Along Rue Sainte-Anne was the Cathedral of the Holy Trinity. Built in 1804, it was the first Anglican cathedral constructed outside of the British Isles. I stopped in for a few minutes to take a look.
I then continued on to the Couvent Ursulines (Ursuline Convent). It was founded in 1639 by Mother Marie de l’Incarnation (1599-1672), who is also entombed in a room next to the chapel. The convent is the oldest institution of learning for women in North America. The chapel was originally built in 1723 and replaced in 1902. There’s a museum, but I decided to forego that and only visit the chapel.

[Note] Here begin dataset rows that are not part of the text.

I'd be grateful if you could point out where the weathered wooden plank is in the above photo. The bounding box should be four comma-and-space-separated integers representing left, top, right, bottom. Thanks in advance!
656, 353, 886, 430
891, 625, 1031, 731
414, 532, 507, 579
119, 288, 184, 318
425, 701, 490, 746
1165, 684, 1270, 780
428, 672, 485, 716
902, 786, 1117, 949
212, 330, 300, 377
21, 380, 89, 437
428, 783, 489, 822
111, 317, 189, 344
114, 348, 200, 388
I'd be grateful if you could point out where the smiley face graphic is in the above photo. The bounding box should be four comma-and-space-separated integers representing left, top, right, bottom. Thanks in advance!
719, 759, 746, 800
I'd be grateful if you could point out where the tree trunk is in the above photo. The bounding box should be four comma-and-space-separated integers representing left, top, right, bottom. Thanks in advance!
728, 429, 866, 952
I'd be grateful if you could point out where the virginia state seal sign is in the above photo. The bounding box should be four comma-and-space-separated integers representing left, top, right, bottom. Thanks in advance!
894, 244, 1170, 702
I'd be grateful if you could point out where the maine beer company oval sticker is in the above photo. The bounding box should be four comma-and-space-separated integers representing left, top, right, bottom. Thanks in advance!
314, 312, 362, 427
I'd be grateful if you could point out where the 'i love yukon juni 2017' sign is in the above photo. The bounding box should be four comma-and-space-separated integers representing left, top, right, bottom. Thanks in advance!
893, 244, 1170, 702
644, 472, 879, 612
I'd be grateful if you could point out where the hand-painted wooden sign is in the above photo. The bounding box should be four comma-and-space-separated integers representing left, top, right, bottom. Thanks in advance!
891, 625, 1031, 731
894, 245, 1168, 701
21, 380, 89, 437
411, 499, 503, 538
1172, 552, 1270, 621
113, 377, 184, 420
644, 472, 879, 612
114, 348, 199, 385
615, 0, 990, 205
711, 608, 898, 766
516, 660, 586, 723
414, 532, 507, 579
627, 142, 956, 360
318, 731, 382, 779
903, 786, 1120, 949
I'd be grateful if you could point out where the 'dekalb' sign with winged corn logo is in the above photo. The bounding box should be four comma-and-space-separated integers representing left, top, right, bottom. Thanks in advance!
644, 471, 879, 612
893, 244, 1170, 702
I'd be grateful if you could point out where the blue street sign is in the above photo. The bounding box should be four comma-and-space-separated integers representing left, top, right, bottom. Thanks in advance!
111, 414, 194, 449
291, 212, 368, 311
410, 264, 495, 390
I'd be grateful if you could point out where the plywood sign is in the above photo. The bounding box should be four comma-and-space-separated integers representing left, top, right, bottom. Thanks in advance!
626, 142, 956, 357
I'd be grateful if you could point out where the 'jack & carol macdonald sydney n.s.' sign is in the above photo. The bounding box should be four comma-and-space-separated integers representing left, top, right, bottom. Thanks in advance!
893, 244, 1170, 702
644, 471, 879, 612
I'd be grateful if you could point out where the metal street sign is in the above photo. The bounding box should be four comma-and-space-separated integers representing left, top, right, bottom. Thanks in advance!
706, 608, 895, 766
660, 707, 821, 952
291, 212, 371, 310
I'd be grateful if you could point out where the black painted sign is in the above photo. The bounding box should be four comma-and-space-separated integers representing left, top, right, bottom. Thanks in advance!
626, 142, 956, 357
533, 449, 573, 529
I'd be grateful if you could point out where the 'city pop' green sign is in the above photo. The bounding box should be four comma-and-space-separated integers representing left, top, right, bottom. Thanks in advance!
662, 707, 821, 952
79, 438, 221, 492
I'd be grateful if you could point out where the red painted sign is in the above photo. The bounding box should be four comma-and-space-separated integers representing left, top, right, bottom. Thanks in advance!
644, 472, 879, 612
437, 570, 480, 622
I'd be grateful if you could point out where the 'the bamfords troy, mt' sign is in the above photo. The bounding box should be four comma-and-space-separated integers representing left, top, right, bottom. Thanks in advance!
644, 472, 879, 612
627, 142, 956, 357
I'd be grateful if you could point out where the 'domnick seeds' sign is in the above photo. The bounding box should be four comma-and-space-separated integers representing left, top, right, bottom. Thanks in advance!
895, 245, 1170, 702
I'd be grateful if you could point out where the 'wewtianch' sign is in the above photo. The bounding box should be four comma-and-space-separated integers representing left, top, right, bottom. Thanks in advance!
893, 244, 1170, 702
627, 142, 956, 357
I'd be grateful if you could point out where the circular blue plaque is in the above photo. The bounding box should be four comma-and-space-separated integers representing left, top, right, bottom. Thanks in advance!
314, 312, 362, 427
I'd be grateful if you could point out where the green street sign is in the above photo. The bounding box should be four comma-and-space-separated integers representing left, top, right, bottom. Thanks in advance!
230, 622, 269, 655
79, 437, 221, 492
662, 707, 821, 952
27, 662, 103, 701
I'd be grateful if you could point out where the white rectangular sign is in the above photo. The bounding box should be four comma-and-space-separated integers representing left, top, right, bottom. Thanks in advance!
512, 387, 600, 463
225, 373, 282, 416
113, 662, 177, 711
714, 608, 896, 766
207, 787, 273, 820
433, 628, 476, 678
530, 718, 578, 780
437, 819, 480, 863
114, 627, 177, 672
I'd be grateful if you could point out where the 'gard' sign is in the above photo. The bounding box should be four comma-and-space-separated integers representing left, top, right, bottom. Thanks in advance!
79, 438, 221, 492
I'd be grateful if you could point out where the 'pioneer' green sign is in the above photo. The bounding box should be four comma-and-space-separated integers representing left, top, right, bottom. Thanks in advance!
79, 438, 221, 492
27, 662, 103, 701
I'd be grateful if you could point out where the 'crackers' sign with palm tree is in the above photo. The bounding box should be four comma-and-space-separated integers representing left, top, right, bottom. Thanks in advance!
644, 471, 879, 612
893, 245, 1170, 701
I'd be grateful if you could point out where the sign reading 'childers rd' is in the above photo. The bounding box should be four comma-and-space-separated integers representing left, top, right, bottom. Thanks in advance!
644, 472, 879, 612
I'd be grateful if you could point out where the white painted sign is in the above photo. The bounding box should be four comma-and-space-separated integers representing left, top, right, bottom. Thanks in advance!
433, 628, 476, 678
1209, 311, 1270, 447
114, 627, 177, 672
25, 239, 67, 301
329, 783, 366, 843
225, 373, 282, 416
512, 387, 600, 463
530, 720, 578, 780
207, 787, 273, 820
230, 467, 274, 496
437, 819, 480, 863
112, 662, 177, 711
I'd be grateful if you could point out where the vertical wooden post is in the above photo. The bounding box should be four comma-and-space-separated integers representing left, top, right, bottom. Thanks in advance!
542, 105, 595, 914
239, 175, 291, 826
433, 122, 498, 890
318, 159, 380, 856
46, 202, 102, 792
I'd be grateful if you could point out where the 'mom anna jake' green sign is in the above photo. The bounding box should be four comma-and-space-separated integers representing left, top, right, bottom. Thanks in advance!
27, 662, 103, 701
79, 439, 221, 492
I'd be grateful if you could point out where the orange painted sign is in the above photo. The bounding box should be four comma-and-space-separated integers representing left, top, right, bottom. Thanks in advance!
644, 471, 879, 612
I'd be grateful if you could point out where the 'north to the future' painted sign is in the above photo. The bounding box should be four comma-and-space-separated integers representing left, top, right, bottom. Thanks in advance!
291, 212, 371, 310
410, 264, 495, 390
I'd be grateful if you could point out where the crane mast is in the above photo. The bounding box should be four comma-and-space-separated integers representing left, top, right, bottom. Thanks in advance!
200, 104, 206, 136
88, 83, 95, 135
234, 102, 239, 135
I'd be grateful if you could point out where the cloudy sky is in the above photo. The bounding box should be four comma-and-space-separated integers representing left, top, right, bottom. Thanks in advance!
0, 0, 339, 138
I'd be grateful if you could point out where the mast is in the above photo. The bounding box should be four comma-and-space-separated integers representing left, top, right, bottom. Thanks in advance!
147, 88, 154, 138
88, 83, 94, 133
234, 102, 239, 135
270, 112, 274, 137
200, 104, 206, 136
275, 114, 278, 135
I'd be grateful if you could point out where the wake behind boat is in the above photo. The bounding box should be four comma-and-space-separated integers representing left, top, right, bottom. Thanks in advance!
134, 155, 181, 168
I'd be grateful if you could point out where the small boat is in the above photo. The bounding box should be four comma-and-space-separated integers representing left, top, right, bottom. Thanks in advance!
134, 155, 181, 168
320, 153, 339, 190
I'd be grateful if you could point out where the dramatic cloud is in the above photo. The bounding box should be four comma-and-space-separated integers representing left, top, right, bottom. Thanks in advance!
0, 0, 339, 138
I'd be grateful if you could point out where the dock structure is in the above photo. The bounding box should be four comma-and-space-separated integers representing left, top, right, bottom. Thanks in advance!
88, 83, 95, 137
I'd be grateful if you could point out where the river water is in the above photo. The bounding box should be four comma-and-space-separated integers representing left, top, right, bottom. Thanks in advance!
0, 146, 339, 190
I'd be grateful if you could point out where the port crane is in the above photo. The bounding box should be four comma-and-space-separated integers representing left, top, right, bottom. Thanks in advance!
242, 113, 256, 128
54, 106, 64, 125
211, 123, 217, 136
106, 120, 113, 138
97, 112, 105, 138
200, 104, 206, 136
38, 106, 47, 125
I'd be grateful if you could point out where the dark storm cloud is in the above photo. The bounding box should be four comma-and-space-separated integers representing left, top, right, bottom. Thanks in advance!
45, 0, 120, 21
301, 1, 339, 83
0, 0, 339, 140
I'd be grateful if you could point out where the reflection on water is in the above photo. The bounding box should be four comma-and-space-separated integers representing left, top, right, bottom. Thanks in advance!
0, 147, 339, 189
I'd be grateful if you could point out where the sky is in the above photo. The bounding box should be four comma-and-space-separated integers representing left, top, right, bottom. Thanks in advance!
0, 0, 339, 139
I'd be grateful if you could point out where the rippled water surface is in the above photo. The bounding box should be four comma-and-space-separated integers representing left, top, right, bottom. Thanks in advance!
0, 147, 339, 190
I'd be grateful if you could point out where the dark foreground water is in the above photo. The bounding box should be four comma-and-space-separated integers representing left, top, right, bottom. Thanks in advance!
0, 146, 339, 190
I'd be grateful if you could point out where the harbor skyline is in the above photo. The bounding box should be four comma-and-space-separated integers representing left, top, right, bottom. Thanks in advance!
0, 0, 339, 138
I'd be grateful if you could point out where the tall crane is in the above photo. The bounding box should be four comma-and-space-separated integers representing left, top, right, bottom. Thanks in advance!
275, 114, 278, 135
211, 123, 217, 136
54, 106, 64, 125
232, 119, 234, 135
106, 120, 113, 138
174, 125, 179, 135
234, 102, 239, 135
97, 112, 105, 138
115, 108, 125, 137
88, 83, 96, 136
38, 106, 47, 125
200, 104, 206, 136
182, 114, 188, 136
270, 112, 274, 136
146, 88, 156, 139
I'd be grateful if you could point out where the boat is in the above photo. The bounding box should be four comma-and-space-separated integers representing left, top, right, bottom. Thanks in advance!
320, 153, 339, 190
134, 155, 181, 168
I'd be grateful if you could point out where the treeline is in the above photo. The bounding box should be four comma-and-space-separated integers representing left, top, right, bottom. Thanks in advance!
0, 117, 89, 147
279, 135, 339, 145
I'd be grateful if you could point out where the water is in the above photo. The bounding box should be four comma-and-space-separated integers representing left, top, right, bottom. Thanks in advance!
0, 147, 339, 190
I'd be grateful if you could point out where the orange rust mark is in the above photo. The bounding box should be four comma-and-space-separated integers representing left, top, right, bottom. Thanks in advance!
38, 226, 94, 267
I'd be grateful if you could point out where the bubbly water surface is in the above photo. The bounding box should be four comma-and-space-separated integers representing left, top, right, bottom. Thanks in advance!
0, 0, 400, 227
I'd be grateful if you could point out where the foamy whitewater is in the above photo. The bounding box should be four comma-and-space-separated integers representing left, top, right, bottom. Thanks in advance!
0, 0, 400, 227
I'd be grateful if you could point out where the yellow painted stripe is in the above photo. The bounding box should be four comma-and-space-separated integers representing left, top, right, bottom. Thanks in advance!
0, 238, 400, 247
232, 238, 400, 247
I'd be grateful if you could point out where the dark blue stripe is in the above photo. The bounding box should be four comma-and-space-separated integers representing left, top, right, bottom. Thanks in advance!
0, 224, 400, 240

The third and most impressive of the churches I visited is Notre-Dame de Québec, the seat of the Roman Catholic Archdiocese of Québec. It’s located on Place Hôtel de Ville and is the parish church of the oldest parish in North America north of Mexico.
The original church was built in 1647 but was twice destroyed by fire. The current church was completed in 1843 and contains the tomb of François de Laval (1623-1708), the first Bishop of New France, who was canonized as a saint in the Catholic Church on April 3, 2014.
Next to the church is the Petit Séminaire, a seminary founded in 1668 by François de Laval. Once educating clergy to prepare them for ministry in parishes as far away as Louisiana, it now functions as a Roman Catholic secondary school. The huge complex is also the location of the Archbishop’s Palace, built in 1847.